O João acompanhou as notícias sobre este trágico acidente, viu a mãe da criança lavada em lágrimas não arredar pé de junto da praia e condoeu-se dela. À noitinha, quando todos na aldeia estavam a cear, sem vivalma nas ruas, desenterrou a sua baleia do palheiro onde a guardara, esperou pelo raiar da aurora e meteu-se rio Côa abaixo a toda a velocidade. Já no Oceano, desceu até às coordenadas da Costa de Caparica a uns cinquenta quilómetros de onde se encontrava. Pesquisou toda a zona envolvente num raio de cem quilómetros. A dada altura pareceu-lhe ver algo a flutuar sob as ondas que haviam acalmado. Encontrara a criança que se mantinha sobre as águas graças a uma bóia de praia que envergava. Ouviu-a chorar. Falou-lhe de mansinho. A criança ficou encantada ao ver a baleia que lhe falava e parou de chorar. O João abriu a parte de cima da baleia e recolheu a criança. Foi direitinho à praia onde a mãe se mantinha olhando para o mar, na esperança que lhe devolvesse seu filho. A baleia chegou-se à areia, o João abriu a porta da baleia e a criança saiu a correr radiante para os braços da mãe, que nem queria acreditar no que via. Juntou-se imensa multidão a presenciar o resgate do menino. Todos se perguntavam como tal sucedera. A mãe não sabia explicar, já que nem deu conta da baleia do João.

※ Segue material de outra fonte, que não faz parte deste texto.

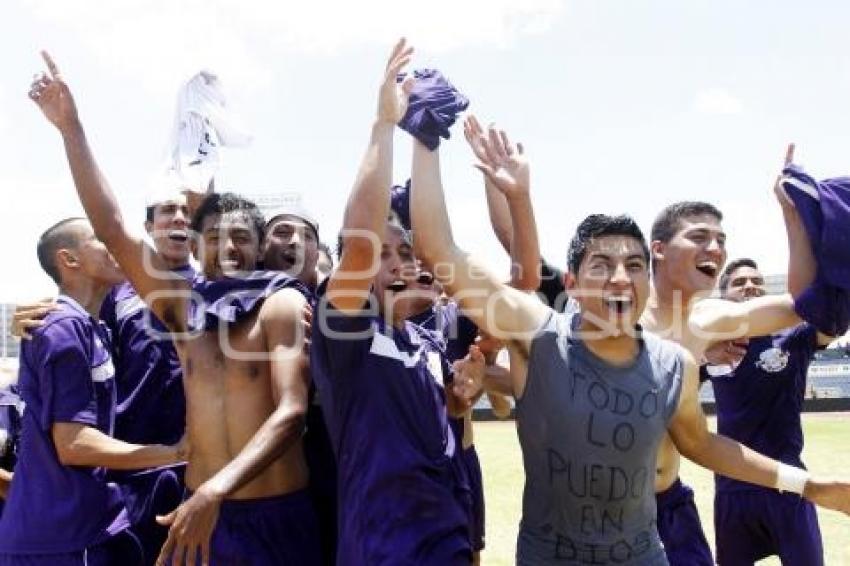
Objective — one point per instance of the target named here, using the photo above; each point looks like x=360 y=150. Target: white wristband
x=789 y=478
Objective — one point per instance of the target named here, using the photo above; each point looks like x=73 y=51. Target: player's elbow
x=71 y=449
x=72 y=453
x=110 y=230
x=525 y=279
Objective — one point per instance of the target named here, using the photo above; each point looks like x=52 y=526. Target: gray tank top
x=589 y=433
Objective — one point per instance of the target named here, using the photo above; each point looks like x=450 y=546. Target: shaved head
x=65 y=234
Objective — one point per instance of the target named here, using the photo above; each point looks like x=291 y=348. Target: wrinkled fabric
x=824 y=208
x=202 y=125
x=433 y=108
x=229 y=299
x=400 y=203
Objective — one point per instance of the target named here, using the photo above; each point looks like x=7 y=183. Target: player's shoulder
x=65 y=328
x=669 y=355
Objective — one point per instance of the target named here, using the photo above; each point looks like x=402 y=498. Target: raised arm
x=503 y=312
x=193 y=522
x=80 y=445
x=716 y=320
x=143 y=267
x=5 y=482
x=802 y=265
x=509 y=203
x=690 y=433
x=368 y=205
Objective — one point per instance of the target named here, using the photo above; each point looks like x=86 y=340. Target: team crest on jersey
x=773 y=360
x=435 y=367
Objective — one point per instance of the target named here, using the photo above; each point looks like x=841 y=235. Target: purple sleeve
x=433 y=108
x=65 y=382
x=400 y=203
x=825 y=306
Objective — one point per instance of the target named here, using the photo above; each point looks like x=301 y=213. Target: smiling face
x=169 y=230
x=745 y=283
x=692 y=259
x=612 y=283
x=88 y=258
x=290 y=245
x=230 y=244
x=395 y=274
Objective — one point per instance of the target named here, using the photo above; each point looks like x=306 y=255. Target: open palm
x=502 y=162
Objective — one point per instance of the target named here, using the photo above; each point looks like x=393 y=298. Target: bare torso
x=229 y=395
x=671 y=326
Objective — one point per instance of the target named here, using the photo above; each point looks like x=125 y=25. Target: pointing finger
x=51 y=66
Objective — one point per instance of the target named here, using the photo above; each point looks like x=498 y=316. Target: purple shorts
x=680 y=529
x=754 y=523
x=267 y=531
x=476 y=486
x=122 y=549
x=146 y=495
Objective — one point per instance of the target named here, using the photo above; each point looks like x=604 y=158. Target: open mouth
x=708 y=268
x=179 y=236
x=619 y=305
x=230 y=265
x=425 y=278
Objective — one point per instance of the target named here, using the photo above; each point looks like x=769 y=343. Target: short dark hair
x=731 y=267
x=667 y=222
x=221 y=203
x=596 y=226
x=326 y=249
x=57 y=237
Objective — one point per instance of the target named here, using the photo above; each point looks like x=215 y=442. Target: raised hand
x=783 y=198
x=502 y=162
x=393 y=97
x=53 y=96
x=469 y=376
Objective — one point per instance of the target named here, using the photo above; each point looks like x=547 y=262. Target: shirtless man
x=590 y=440
x=245 y=375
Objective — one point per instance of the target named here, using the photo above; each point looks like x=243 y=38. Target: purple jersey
x=385 y=406
x=66 y=376
x=151 y=402
x=759 y=402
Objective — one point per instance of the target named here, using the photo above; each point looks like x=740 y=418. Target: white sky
x=623 y=105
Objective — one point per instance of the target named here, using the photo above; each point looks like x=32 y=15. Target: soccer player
x=595 y=395
x=151 y=406
x=291 y=245
x=381 y=379
x=244 y=371
x=325 y=264
x=61 y=509
x=688 y=247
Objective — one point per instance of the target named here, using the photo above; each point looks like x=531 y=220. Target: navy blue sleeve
x=460 y=332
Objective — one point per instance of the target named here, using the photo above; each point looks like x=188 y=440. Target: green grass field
x=827 y=449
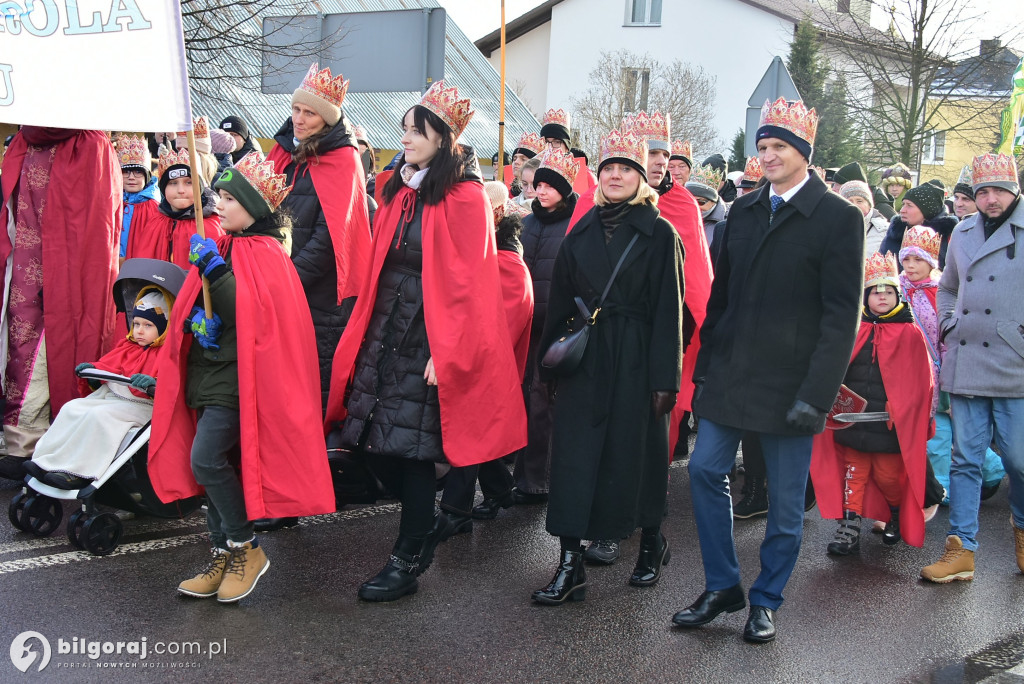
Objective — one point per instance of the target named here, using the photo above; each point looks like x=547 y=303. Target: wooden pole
x=501 y=115
x=198 y=205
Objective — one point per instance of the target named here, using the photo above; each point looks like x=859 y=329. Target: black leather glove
x=662 y=403
x=804 y=417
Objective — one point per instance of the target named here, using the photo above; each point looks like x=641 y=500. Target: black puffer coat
x=864 y=378
x=312 y=250
x=543 y=232
x=942 y=224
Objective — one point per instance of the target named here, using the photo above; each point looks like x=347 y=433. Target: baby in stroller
x=85 y=436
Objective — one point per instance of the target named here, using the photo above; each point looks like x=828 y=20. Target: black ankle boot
x=569 y=583
x=890 y=536
x=755 y=503
x=653 y=555
x=397 y=578
x=847 y=537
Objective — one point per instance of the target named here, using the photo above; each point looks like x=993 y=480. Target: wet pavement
x=863 y=618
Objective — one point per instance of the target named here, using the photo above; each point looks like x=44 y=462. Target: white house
x=551 y=50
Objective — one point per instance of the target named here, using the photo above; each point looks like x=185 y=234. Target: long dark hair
x=445 y=168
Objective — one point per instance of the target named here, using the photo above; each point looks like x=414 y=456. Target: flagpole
x=198 y=207
x=501 y=116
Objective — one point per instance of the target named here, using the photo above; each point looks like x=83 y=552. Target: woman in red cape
x=61 y=197
x=425 y=371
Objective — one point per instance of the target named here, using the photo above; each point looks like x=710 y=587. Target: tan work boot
x=247 y=565
x=956 y=563
x=207 y=582
x=1019 y=543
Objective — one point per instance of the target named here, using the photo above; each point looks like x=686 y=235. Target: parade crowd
x=553 y=338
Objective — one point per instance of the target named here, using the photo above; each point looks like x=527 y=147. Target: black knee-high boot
x=569 y=583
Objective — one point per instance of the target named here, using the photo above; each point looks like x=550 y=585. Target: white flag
x=107 y=65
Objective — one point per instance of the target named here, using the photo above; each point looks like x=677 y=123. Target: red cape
x=482 y=413
x=906 y=375
x=127 y=358
x=157 y=236
x=80 y=252
x=341 y=188
x=679 y=208
x=284 y=458
x=517 y=291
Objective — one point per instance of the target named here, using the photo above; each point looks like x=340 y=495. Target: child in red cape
x=877 y=469
x=85 y=436
x=222 y=389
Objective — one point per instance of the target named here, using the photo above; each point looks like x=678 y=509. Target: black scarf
x=547 y=217
x=611 y=216
x=992 y=224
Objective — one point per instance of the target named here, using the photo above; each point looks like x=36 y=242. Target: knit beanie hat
x=852 y=171
x=153 y=305
x=235 y=124
x=928 y=198
x=323 y=93
x=857 y=188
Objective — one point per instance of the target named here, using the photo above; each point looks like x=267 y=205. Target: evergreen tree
x=737 y=160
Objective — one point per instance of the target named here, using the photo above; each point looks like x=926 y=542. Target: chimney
x=990 y=47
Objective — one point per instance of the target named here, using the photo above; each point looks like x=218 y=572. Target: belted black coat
x=783 y=309
x=609 y=456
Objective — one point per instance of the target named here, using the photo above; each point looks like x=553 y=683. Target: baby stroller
x=125 y=484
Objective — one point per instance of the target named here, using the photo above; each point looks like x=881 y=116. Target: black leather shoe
x=526 y=499
x=487 y=509
x=760 y=628
x=653 y=555
x=710 y=605
x=569 y=583
x=270 y=524
x=451 y=524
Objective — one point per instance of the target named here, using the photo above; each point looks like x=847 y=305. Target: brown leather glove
x=662 y=403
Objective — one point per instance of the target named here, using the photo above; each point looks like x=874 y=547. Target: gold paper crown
x=794 y=117
x=654 y=127
x=881 y=270
x=682 y=148
x=133 y=151
x=259 y=172
x=625 y=144
x=561 y=163
x=320 y=82
x=445 y=103
x=708 y=176
x=201 y=128
x=993 y=169
x=924 y=239
x=168 y=159
x=558 y=117
x=532 y=142
x=753 y=171
x=965 y=177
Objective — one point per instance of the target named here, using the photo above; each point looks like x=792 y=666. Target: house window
x=637 y=85
x=933 y=147
x=643 y=12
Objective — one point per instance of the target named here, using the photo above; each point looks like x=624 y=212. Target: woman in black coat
x=610 y=437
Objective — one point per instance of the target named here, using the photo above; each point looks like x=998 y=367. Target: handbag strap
x=592 y=317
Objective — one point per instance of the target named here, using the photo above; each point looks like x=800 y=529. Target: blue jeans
x=977 y=421
x=787 y=461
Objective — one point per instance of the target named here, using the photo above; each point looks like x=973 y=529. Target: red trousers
x=886 y=470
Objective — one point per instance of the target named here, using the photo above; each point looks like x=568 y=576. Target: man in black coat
x=781 y=322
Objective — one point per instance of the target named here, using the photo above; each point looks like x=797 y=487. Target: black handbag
x=565 y=353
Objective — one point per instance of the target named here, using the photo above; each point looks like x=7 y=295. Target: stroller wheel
x=101 y=533
x=42 y=515
x=15 y=510
x=75 y=526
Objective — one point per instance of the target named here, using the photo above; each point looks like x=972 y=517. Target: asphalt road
x=864 y=618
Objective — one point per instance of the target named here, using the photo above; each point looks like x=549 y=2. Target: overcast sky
x=478 y=17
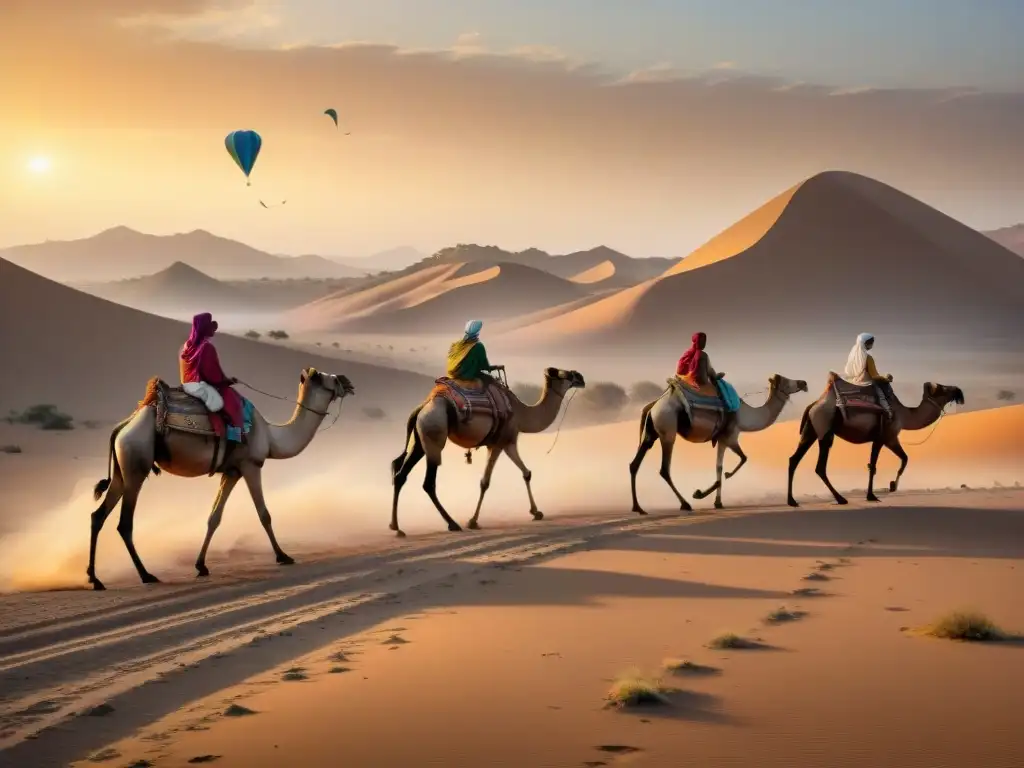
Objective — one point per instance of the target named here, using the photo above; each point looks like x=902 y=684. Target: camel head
x=780 y=384
x=562 y=381
x=323 y=389
x=943 y=394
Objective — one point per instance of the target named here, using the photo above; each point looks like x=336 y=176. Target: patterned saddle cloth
x=470 y=397
x=854 y=396
x=706 y=397
x=178 y=411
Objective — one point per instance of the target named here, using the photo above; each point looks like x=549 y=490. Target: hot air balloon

Apenas vira o seu menino a avançar pela areia. Foi o menino que revelou o segredo: uma baleia de prata salvou-me e trouxe-me para aqui.
Ninguém acreditava nele. Todos clamavam por milagre. A mãe prometeu ir a pé à Senhora de Fátima agradecer tal milagre e cumpriu a promessa.
O João desapareceu pronto nas ondas e fez o caminho inverso. Ninguém o viu chegar à sua terra, pois escolheu a calada da noite para regressar a casa. A baleia teve novamente o aconchego do palheiro, tapada com fachas de palha.
Chegou aos ouvidos dos americanos este milagre. Só eles acreditaram no menino que afirmava ter sido salvo por uma baleia de prata. Para eles tal baleia seria artificial, que brilhava ao sol, como se fosse prata.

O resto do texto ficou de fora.